社員が安心して働くために充実機能とコストも決め手

総合広告代理店として宣伝戦略の立案から販売促進、大規模イベントのプロデュースなどを手がける京王エージェンシー。大規模な施設や設備を必要としない広告業で何よりも大切なのは「人」。そんな同社が、従業員の安心を重視してサイボウズスタートアップスの安否確認サービスを導入。機能を妥協せずに導入できる充実したサービスに加え、コストパフォーマンスに優れている点なども導入の決め手となった。 

京王エージェンシーが安否確認システム選定で糸口としたのは東日本大震災の実体験だ。当時は新宿駅近くの9階建てのビルの8階に入居。幸いにも怪我人はいなかったが、これまでにない揺れを経験し、家族が気がかりな従業員が帰宅を急いだ。震災当日、社員の安否確認の対応にあたった経営管理部課長の古川芳広氏は「公共交通機関の運転再開が不透明の中、社員に『帰宅は待った方がよい』と伝えたが家族が心配と帰宅する社員も多かった。私は家族とすぐに連絡がつき業務に専念できたが、連絡がつかなかったら経営管理部として社内に残って指示が出せたか疑問だった」と振り返る。 

この経験から、安否確認システムを選定するうえで重要視したのが家族の安否確認だった。サイボウズスタートアップのサービスには家族間のコミュニケーションを助ける「家族メッセージ」機能があり、家族なら誰でも掲示板にコメントを書き込め、メールでのメッセージ通知機能や書き込んだコメントの閲覧は家族に限定できるという点も魅力だ。

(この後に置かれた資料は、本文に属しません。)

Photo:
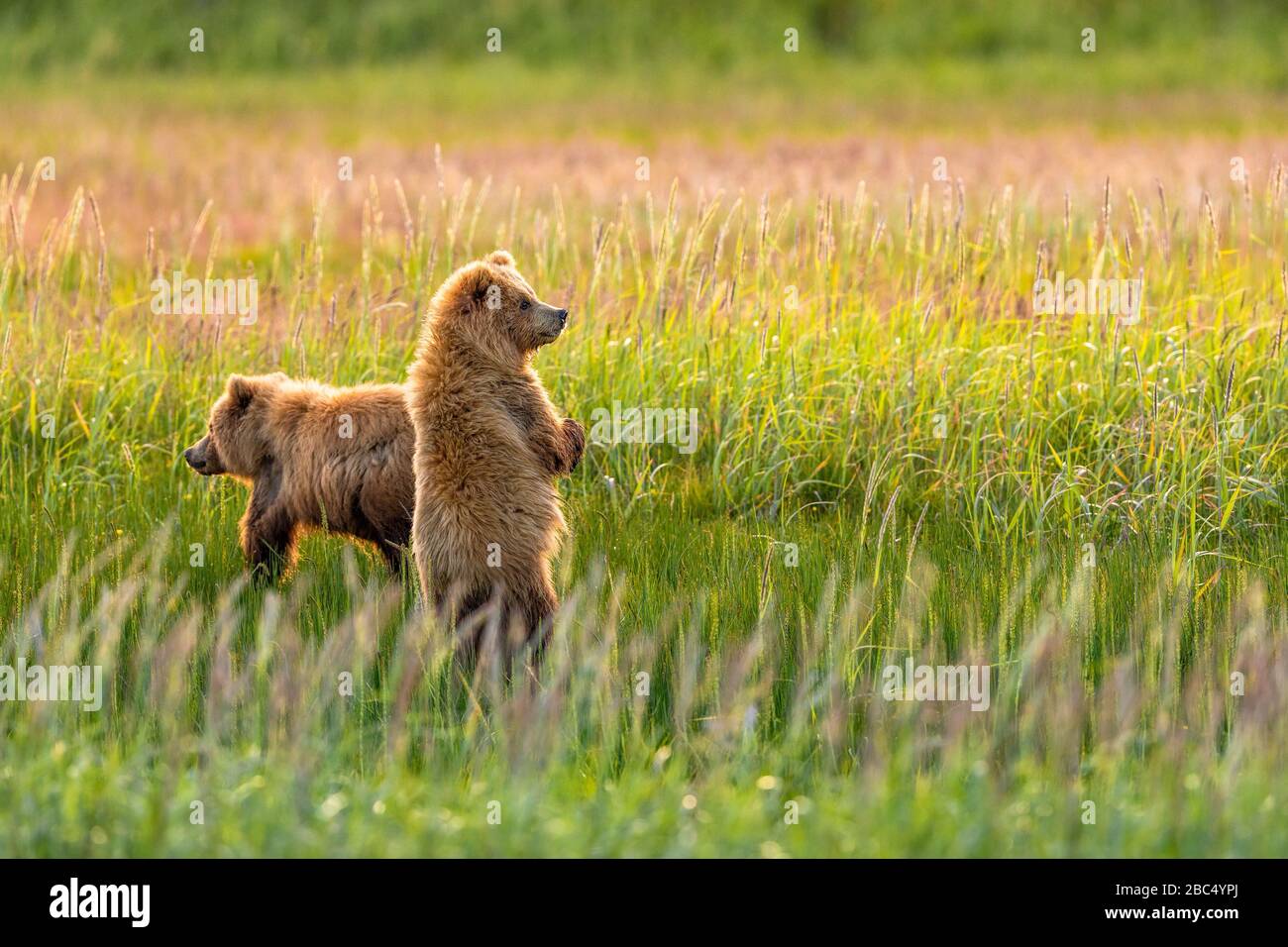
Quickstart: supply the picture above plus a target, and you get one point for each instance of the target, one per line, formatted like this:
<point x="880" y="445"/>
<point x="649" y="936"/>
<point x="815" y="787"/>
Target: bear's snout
<point x="198" y="457"/>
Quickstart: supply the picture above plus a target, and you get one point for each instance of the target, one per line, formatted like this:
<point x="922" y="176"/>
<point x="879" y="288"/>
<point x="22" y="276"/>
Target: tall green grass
<point x="896" y="458"/>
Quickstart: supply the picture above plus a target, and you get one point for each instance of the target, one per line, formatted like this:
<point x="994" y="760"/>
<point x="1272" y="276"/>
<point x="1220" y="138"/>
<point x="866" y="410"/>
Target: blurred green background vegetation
<point x="1184" y="43"/>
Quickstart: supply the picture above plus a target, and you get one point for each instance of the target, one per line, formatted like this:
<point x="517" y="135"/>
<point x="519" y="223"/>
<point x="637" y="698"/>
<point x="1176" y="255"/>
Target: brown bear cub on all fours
<point x="314" y="458"/>
<point x="488" y="445"/>
<point x="459" y="463"/>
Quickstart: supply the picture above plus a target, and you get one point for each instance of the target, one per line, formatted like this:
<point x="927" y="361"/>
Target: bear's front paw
<point x="576" y="437"/>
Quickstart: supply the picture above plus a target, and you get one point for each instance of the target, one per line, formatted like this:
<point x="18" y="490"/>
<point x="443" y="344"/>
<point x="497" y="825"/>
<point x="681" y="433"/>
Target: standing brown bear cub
<point x="488" y="444"/>
<point x="313" y="457"/>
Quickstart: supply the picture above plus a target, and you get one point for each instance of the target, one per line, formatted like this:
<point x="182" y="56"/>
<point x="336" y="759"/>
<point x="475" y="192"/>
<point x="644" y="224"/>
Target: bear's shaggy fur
<point x="488" y="444"/>
<point x="313" y="457"/>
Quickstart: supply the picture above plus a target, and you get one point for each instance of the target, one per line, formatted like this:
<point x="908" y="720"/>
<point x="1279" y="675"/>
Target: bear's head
<point x="488" y="305"/>
<point x="237" y="442"/>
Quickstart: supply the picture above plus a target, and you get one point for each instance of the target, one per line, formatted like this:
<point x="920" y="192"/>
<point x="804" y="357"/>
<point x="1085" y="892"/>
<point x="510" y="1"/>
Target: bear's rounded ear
<point x="476" y="279"/>
<point x="241" y="389"/>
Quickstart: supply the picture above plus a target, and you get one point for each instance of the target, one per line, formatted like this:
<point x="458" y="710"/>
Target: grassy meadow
<point x="896" y="458"/>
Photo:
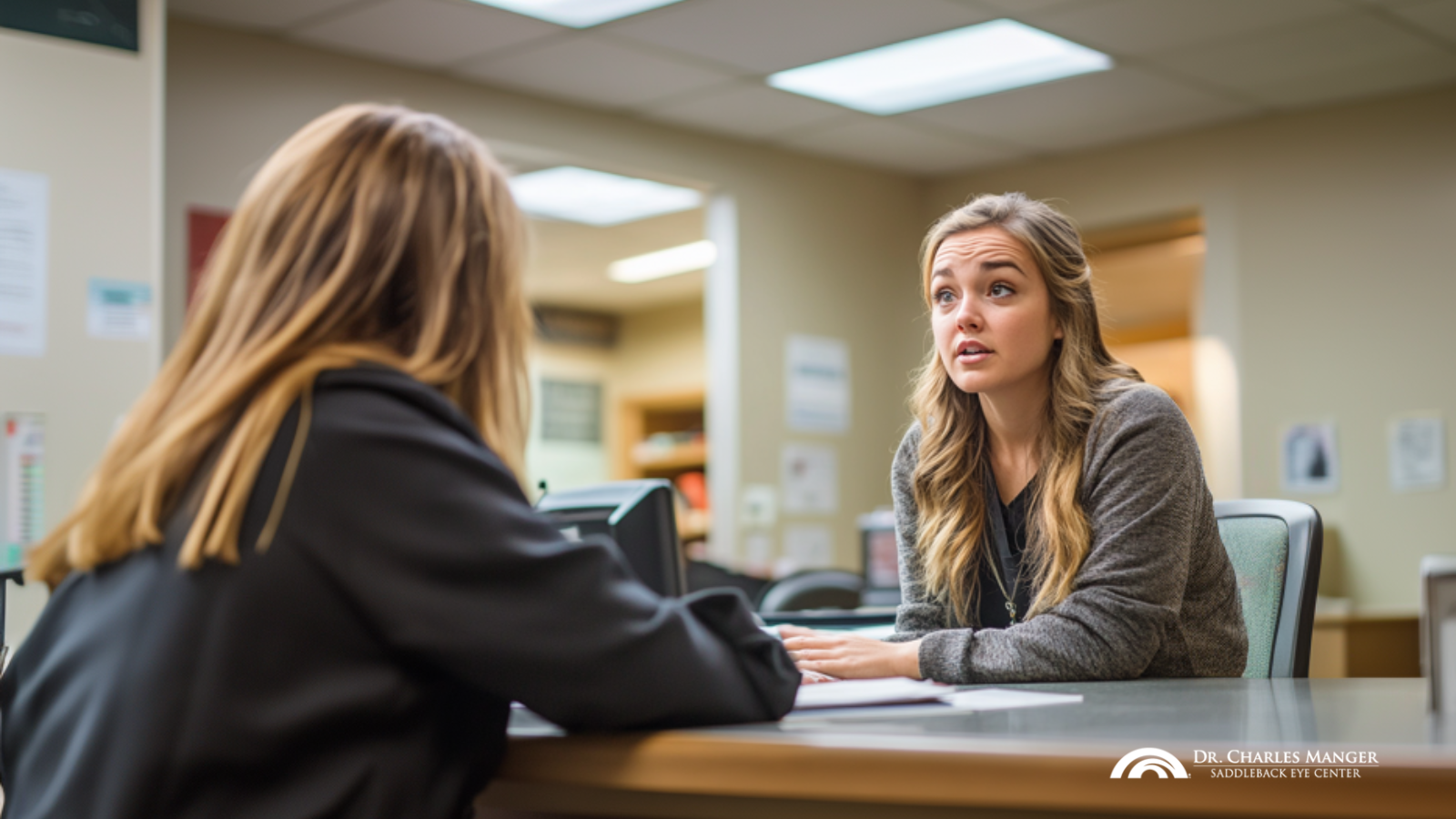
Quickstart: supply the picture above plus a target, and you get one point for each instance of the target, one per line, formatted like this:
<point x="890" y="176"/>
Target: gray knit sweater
<point x="1157" y="595"/>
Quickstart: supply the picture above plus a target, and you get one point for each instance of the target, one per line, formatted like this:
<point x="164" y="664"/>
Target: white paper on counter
<point x="1002" y="698"/>
<point x="24" y="227"/>
<point x="854" y="693"/>
<point x="817" y="383"/>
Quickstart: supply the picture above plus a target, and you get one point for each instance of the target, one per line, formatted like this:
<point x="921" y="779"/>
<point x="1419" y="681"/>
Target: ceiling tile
<point x="257" y="14"/>
<point x="1436" y="16"/>
<point x="1085" y="111"/>
<point x="768" y="35"/>
<point x="750" y="111"/>
<point x="426" y="33"/>
<point x="593" y="72"/>
<point x="1139" y="26"/>
<point x="899" y="146"/>
<point x="1016" y="7"/>
<point x="1324" y="62"/>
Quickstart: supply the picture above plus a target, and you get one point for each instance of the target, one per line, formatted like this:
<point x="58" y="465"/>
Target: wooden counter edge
<point x="682" y="763"/>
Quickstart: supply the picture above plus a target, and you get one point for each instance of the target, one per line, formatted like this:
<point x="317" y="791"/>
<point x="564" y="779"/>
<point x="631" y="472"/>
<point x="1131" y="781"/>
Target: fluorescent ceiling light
<point x="592" y="197"/>
<point x="577" y="14"/>
<point x="683" y="258"/>
<point x="943" y="67"/>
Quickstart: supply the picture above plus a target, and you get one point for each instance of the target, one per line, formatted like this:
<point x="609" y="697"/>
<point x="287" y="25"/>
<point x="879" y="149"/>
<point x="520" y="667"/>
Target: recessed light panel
<point x="593" y="197"/>
<point x="660" y="264"/>
<point x="943" y="67"/>
<point x="577" y="14"/>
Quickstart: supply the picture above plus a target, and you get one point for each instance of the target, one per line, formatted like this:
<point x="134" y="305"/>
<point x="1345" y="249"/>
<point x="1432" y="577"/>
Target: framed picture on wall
<point x="1309" y="460"/>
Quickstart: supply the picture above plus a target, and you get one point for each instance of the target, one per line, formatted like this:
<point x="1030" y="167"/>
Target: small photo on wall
<point x="1309" y="460"/>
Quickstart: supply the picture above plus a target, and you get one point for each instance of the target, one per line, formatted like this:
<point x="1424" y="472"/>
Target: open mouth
<point x="972" y="351"/>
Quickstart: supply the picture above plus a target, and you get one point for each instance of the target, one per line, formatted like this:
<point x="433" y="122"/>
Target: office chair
<point x="814" y="589"/>
<point x="1274" y="547"/>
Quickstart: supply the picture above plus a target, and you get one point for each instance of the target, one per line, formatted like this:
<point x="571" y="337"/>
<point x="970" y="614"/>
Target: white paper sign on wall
<point x="810" y="480"/>
<point x="1417" y="453"/>
<point x="805" y="547"/>
<point x="24" y="242"/>
<point x="118" y="309"/>
<point x="817" y="383"/>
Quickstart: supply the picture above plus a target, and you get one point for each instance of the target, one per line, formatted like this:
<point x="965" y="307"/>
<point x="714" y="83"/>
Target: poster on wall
<point x="810" y="480"/>
<point x="104" y="22"/>
<point x="24" y="241"/>
<point x="1417" y="453"/>
<point x="118" y="309"/>
<point x="805" y="547"/>
<point x="817" y="383"/>
<point x="1309" y="460"/>
<point x="24" y="486"/>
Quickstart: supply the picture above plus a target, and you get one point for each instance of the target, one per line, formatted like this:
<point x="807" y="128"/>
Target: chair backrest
<point x="1274" y="547"/>
<point x="814" y="589"/>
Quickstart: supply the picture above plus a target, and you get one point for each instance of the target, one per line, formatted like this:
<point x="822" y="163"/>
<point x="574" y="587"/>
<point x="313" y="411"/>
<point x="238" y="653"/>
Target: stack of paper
<point x="902" y="691"/>
<point x="851" y="693"/>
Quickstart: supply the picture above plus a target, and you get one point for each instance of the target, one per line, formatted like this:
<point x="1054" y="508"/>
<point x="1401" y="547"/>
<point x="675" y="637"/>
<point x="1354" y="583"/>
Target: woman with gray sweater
<point x="1050" y="508"/>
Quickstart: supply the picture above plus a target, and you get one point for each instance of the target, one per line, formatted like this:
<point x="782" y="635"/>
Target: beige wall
<point x="824" y="248"/>
<point x="91" y="120"/>
<point x="659" y="351"/>
<point x="1330" y="276"/>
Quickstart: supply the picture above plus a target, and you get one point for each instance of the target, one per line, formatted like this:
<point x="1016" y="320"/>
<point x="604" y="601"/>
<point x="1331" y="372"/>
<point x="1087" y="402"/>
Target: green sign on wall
<point x="104" y="22"/>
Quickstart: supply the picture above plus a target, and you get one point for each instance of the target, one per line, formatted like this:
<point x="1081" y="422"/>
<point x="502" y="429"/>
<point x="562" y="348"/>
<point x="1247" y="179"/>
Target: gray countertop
<point x="1349" y="714"/>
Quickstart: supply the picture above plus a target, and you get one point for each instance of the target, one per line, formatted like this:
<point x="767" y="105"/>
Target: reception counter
<point x="1249" y="746"/>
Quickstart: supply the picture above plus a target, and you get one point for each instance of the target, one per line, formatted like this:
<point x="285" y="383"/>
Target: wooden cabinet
<point x="662" y="436"/>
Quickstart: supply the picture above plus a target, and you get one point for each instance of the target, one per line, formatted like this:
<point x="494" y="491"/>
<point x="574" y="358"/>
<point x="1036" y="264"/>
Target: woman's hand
<point x="849" y="656"/>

震災当日の社員の安否確認はメーリングリストと電話で実施。夕方までに8割の安否が確認できたが、外出中の一部の営業担当者とは電話がつながらず、ただ帰社を待つだけの対応となった。当日、帰宅者や社内に残った社員の名簿作成を担当した経営管理部サブマネージャーの京増多美恵氏は「名簿作成が手作業のため、確実に全社員の状況を把握できているか不安だった。サイボウズスタートアップスの安否確認の自動集計機能はその不安を解消できる魅力的な機能だった」と語る。「連絡状況の自動集計」機能は、画面をみれば怪我の有無や出社の可否などを一目で確認できる状況把握に適した仕組みとなっている。 

このほか、クラウド型システムの基盤となるサーバの分散設置や、爆発的な集中アクセスに対応するため今年2月に機能強化が予定されていた「地震発生時自動拡張機能」、気象庁の地震速報と連動した自動配信機能などの標準装備も、システム採用の大きな理由となった。 

「料金アップなしに必須な機能が全て入っており、妥協せずに導入できるのも魅力だった」(古川氏)。同社では、昨年末からトライアルを開始し、今年1月末から安否確認システムの運用を開始した。3月11日には初めての訓練を実施。訓練の狙いについて京増氏は「何よりも従業員に慣れてもらうため。もうひとつは訓練が集中すると予想された3月11日を選ぶことでシステムに支障が出ないか、確かめる目的だった」という。 

訓練当日、社員210名を対象に午前11時にメールを一斉送信。開始3時間で約80%が、夕方までに約95%が安否確認を済ませた。年配の社員もスムーズに入力できたのは、毎日利用しているサイボウズのグループウェアと同じデザインだったこともあり、抵抗感が少なかったためとする。 

今後も訓練を繰り返し安否確認サービスの定着をはかるとともに、発災時の情報収集や応急処置、事業継続を含めた経営層の意思決定をサポートする「対策指示機能」を使った上層部の訓練も盛り込み、災害に備えていくとしている。